Sweet and Sour Meatball Skewers recipe

Before we knew it, summer has nearly reached its end. I swear, as the kids get older, the summers go faster each year. With Billings recently topping 101 degrees for the first time since 2012, I found a recipe that keeps the heat outside where it belongs. Ready in 30 minutes, this recipe is perfect for a week night once school starts back up.

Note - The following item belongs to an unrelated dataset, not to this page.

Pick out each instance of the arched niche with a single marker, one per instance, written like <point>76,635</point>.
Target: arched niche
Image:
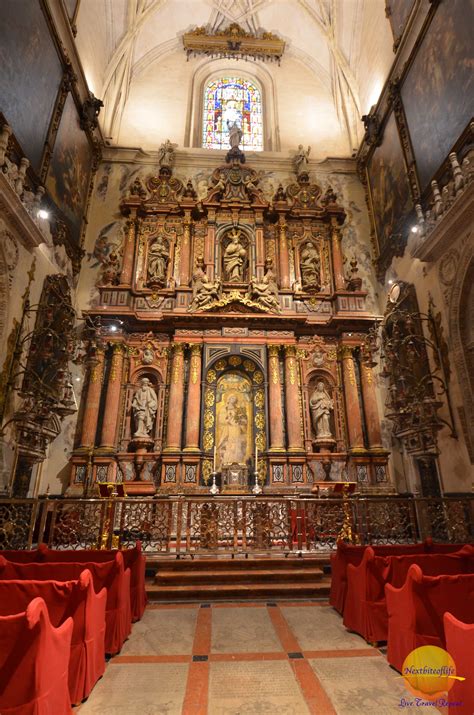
<point>128,426</point>
<point>259,75</point>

Sweet and Sour Meatball Skewers


  • 36 Frozen Fully Cooked Meatballs – Thawed
  • 1 Red Pepper – Cut into 1 inch squares
  • 1 Yellow Pepper – Cut into 1 inch squares
  • ¼ Cup Apricot Jam
  • ¼ Cup BBQ Sauce


  1. Heat grill to medium high. Thread the peppers and meatballs alternatively onto 6 skewers.
  2. In a small bowl, microwave the jam for 15 seconds at a time, until the jam can mix in easily with the BBQ sauce. Add BBQ sauce and stir to combine.
  3. Place the meatball skewers on the grill and brush with the sauce. Grill for 8-10 minutes, turning and basting with the sauce occasionally.
  4. Serve warm.


  • I left the meatballs out to thaw for an hour and they were perfect to thread onto the skewer.
  • Any color pepper will work with this recipe. I used red and yellow.
  • If you prefer a lot of sauce, double the amount of apricot jam and BBQ sauce.

There you have it, another recipe that won’t warm the house and can be made on a school night. My kids loved it, and loved to help make the skewers. I hope you have a great rest of summer! Enjoy!